Once you repaired the bare spots, Churchill says you shouldn’t need to change maintenance practices, other than spot-irrigating the areas that were reseeded, sprigged or sodded.
Will Grass Spread to Bare Spots?
That depends on the type of grass in your yard.
If your lawn is Kentucky bluegrass or Bermuda grass — two of the most common in the northern and southern U.S., respectively — you may be in luck: The grass should spread to fill bare spots, Churchill says. Those grasses have runners, meaning vine-like stolons above ground and stem-like rhizomes below ground. “They generate plants off the mother plant and will creep in and fill in bare spots on their own,” he says.
Additional types of “running” grasses to consider in southern climates are St. Augustine, centipede grass and zoysia grass. In northern climates, creeping red fescue is an option.

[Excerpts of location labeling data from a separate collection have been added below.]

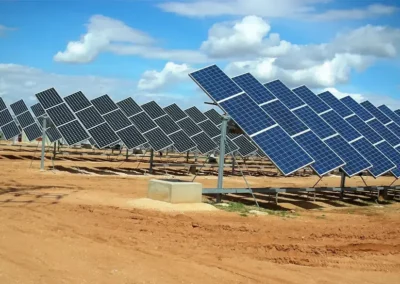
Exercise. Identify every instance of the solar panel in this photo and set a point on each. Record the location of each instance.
(376, 112)
(182, 142)
(204, 143)
(90, 117)
(335, 104)
(38, 110)
(103, 135)
(389, 113)
(314, 122)
(60, 114)
(143, 122)
(394, 128)
(210, 128)
(117, 120)
(284, 117)
(195, 114)
(53, 134)
(5, 117)
(153, 109)
(357, 108)
(189, 126)
(2, 105)
(325, 159)
(19, 107)
(355, 163)
(253, 88)
(25, 119)
(214, 81)
(286, 154)
(33, 132)
(283, 149)
(158, 139)
(77, 101)
(131, 137)
(214, 116)
(308, 97)
(247, 114)
(380, 163)
(104, 104)
(341, 126)
(73, 132)
(388, 135)
(10, 130)
(364, 129)
(167, 124)
(129, 107)
(284, 94)
(175, 112)
(246, 148)
(49, 98)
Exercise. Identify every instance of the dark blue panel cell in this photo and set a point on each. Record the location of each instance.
(215, 83)
(355, 163)
(286, 154)
(375, 112)
(335, 104)
(396, 172)
(284, 117)
(381, 129)
(247, 114)
(341, 126)
(389, 113)
(364, 129)
(325, 159)
(253, 88)
(357, 108)
(311, 99)
(314, 122)
(380, 164)
(279, 90)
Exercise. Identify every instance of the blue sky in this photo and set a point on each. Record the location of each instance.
(145, 49)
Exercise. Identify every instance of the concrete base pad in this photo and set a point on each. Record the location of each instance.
(175, 191)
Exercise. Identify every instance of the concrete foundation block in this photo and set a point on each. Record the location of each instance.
(175, 191)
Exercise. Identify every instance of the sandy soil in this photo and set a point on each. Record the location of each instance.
(74, 226)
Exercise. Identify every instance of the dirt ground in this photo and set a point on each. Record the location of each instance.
(72, 226)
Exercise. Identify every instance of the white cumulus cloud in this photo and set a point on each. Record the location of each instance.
(106, 34)
(171, 73)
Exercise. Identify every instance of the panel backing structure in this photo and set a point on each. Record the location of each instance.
(246, 148)
(355, 163)
(99, 130)
(30, 127)
(380, 163)
(62, 117)
(287, 155)
(211, 129)
(182, 142)
(157, 139)
(326, 160)
(204, 144)
(7, 124)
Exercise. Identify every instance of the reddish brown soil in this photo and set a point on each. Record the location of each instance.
(62, 227)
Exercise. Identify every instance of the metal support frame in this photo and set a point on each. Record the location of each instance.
(43, 144)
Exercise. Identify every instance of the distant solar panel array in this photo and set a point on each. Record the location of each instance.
(293, 128)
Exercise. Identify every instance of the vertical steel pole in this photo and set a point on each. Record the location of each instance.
(222, 155)
(43, 144)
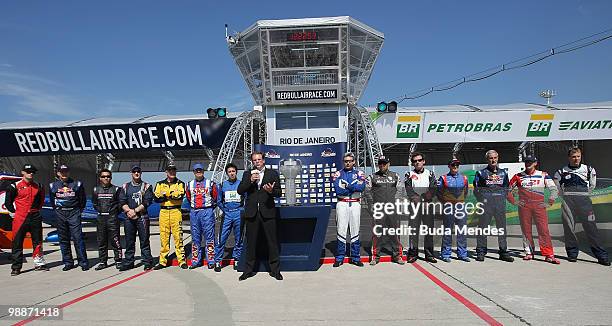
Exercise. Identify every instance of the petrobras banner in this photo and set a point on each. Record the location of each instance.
(498, 126)
(316, 165)
(170, 135)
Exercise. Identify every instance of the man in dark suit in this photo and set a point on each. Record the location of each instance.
(260, 186)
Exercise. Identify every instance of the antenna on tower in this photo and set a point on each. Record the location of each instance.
(548, 95)
(228, 38)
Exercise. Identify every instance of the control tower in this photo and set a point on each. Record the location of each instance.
(307, 74)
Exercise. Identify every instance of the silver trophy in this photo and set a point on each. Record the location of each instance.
(290, 169)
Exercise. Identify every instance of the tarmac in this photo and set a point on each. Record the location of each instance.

According to Churchill, your chances of having an existing spreading grass are higher in the south. Many northern grasses are bunch-type grasses which don’t spread, so you’ll need to reseed to get grass to fill in. Consider perennial ryegrass, chewings fescue or tall fescue, all bunch-type cool-season lawn grasses that can be used to fill bare spots. Note that tall fescue should only be used to fill in bare spots in an existing tall fescue lawn.
“Tall fescue doesn’t play well with others,” Churchill says. “It can get clumpy and unsightly if used as an overseeder or to patch repair grass in, let’s say, a Kentucky bluegrass lawn, or Bermuda grass lawn.”
Not exactly sure what kind of grass you have? Check with a local lawn care provider, garden center or extension service.